I love meetings downtown because I can take the bus there. Who needs to pay for exorbitant parking fees? And I can read email on my smart phone while on the bus. Yay for public transit!

Vu - very insightful. I would like to chat with you about a couple of these ideas. Can you meet on the 17th, 18th or 19th?

Vu, how about a sequel which would be "meetings with foundations"? Once I and our development director met three foundation folks at the restaurant they chose. When we expressed some amusement over an appetizer that cost $12, they urged us to order it and said it was delicious. In fact, they insisted. And two of them ordered glasses of wine. Then they all left before the check came. Bill for lunch which we paid: $190. And then we didn't get the grant.

Love these! I'd also add an addendum to the comment about the purpose of the meeting. If someone requests a meeting by saying, "I'd love to brainstorm how to collaborate with you," you're likely to get a turn down. Do you have a specific idea in mind? I have plenty of work already, so I'd rather not waste valuable time brainstorming how to give myself MORE work. I'm all for good ideas, but not for spending my time helping you create one.

I wholeheartedly agree. Oh, and I love it when board members suggest that our organization meets with their pet nonprofit organization to see how we can collaborate together. Really? How about specific, actionable ideas that are substantiated by the resources and ownership to carry them out? The last thing I need is another brainstorming hamster wheel with me or other over-stretched staff caught in the middle. I've been in nonprofits way too long perhaps.

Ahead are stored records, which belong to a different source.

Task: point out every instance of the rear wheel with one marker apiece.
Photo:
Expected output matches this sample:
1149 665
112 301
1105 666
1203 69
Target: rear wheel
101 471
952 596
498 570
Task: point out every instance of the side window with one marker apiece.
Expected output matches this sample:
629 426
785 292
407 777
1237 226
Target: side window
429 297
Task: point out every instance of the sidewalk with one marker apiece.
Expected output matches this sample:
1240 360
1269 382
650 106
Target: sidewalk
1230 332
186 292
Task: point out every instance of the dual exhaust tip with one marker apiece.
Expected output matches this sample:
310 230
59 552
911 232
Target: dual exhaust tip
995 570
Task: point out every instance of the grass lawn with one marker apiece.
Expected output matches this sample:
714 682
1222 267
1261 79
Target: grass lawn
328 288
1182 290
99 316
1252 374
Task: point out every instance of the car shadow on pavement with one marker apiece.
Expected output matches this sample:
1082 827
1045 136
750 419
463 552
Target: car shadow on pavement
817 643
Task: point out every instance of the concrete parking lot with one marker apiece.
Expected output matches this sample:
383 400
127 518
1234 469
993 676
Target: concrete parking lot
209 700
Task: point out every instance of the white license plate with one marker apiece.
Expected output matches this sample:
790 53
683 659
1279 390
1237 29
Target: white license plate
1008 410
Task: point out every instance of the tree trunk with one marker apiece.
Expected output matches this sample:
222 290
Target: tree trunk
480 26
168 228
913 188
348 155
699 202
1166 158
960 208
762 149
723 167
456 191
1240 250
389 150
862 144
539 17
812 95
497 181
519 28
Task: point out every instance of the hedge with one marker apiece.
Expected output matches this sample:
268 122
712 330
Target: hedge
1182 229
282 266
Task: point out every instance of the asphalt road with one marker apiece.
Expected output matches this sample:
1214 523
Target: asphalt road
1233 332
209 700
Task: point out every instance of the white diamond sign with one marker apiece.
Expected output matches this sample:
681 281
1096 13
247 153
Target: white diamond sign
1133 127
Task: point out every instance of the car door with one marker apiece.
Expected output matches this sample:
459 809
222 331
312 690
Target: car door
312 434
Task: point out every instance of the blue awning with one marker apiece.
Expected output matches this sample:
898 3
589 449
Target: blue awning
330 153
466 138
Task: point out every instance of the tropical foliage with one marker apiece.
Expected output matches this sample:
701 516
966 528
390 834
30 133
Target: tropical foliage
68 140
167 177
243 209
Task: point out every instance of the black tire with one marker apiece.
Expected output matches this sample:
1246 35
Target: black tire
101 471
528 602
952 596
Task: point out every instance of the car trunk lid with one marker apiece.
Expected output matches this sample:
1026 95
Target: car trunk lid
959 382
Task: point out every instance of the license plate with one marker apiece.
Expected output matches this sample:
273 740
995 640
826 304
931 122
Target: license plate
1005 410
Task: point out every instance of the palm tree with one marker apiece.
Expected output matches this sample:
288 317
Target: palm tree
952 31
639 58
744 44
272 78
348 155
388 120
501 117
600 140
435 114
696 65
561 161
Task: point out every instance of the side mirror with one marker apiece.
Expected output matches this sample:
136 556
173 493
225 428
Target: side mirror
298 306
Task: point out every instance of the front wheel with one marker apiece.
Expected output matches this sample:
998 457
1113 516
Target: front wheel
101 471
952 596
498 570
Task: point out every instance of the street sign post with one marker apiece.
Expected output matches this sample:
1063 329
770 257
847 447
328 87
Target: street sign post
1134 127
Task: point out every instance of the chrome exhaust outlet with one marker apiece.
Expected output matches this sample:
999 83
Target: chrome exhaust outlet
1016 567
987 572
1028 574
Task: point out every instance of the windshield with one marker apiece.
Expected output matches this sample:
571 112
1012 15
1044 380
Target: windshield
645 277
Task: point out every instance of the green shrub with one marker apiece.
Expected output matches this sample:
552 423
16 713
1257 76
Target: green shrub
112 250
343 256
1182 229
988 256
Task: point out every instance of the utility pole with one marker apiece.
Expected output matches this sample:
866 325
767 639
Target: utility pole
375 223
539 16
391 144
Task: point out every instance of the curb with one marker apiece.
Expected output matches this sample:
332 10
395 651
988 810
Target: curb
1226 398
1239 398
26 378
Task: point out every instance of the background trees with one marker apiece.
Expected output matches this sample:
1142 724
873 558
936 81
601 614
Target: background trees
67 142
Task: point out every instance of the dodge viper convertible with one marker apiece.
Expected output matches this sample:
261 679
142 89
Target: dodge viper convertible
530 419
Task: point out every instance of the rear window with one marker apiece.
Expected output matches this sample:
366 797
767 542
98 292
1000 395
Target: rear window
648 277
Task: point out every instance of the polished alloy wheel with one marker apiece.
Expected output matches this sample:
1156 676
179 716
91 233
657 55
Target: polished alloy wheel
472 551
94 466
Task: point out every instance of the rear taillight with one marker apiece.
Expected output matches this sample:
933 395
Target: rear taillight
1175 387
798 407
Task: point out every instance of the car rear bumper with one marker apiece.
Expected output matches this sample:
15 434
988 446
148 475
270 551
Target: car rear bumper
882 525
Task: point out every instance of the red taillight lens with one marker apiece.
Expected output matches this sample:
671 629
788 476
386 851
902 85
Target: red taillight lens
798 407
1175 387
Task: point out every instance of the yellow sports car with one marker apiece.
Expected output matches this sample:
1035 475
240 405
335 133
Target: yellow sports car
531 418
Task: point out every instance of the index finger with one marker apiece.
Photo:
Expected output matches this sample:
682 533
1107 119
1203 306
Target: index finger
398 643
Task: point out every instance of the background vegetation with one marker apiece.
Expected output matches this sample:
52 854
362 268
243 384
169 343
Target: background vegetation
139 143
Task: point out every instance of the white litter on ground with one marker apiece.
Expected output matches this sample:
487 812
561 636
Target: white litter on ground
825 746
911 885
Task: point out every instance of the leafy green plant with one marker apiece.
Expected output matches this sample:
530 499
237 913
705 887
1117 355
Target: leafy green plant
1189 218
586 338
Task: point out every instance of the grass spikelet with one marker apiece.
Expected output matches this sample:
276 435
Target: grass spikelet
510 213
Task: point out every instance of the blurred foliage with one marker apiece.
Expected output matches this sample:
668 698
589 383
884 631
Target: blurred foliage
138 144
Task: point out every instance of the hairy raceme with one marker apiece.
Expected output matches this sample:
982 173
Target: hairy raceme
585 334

My rule for meetings is The 15 Minute Power Meeting. In my more than 25 years of professional meetings, I've deduced that really, we can get to the point and reach some resolution in 15 minutes. Anything more is just fluff. Period. Sometimes fluff is nice (like for marshmallows), most times it's unnecessary (like when you have a million other things to do besides hear the droning).

Never underestimate the power of saying "thank you" and yes, manners matter.

Very, very much so. I completely agree. It costs nothing to say thank you. And it is simply the right thing to do.